We drove through a severe storm to get to Tennessee after the show. The rain was pounding down on the emergency exits on the ceiling of the bus, kinda keeping us awake, kinda soothing us. Call it a ritual cleansing. If it didn’t wash our exhaustion away, it washed the graveyard of bugs off the front of the bus.
Waxahatchee has one more order of business before home: Austin City Limits. I just learned that it’s being streamed for free. So you can watch it on Monday night, before the episode is broadcast on TV in the fall.
I enjoyed writing this eight-day pop-up newsletter. Started on a whim the night before we headed into a (rare) eight-shows-in-a-row stint. (Usually there’s a day off every four days or so.) Thanks to everyone who stuck around and wrote an encouraging note. It made me feel like this wasn’t dumb. The main point of the experiment bore out. I think I learned something about writing, and I feel a little less clogged now.
Back at home we’ll have some very exciting news to share soon. And I’m getting ready for my solo show at the First Church of Chicago on May 30.
My dad’s been telling audiences at the end of shows: be good.

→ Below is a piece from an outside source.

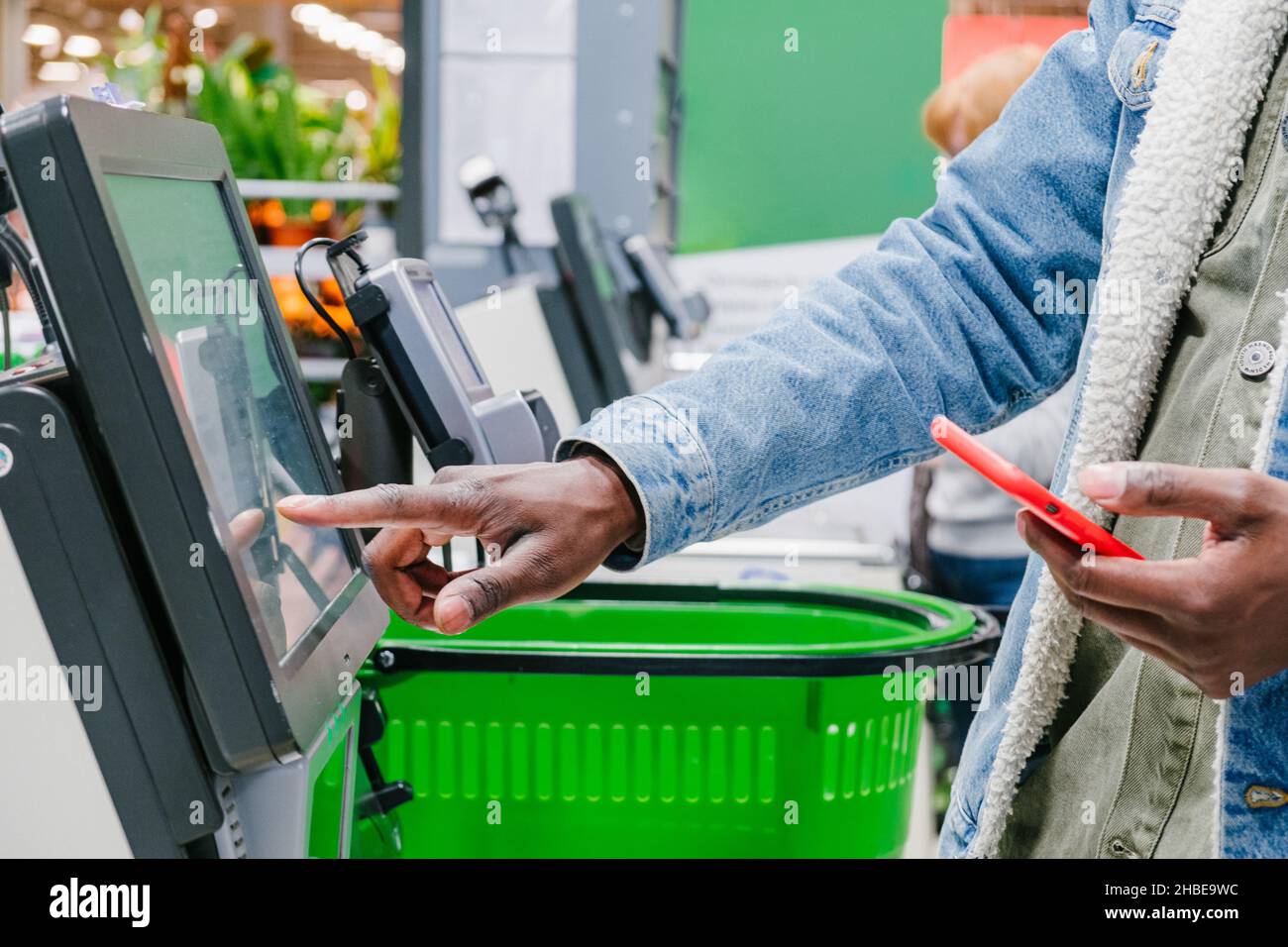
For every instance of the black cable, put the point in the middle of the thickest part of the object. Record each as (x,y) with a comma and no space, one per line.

You don’t have to take advice from me, but I hope you’ll listen to him. Be good.
Thank you. Talk soon.
Spooncer
I choked up reading this, not only because it's the last, but at your wise words, how you see 'playing and watching music as two of the best possible things that humans can do to each other,' a chance to feel okay, not just to escape, but to become a little bit better at alleviating some of the pain in this world. The Wilmington show definitely was a 'soul experience' for me! Thank you Waxahatchee and Wilco. And Spencer… don't ever stop writing. Reading you is a gift as great as the music.❤
Felt like I was there, your writing is so evocative. Thank you, Spencer.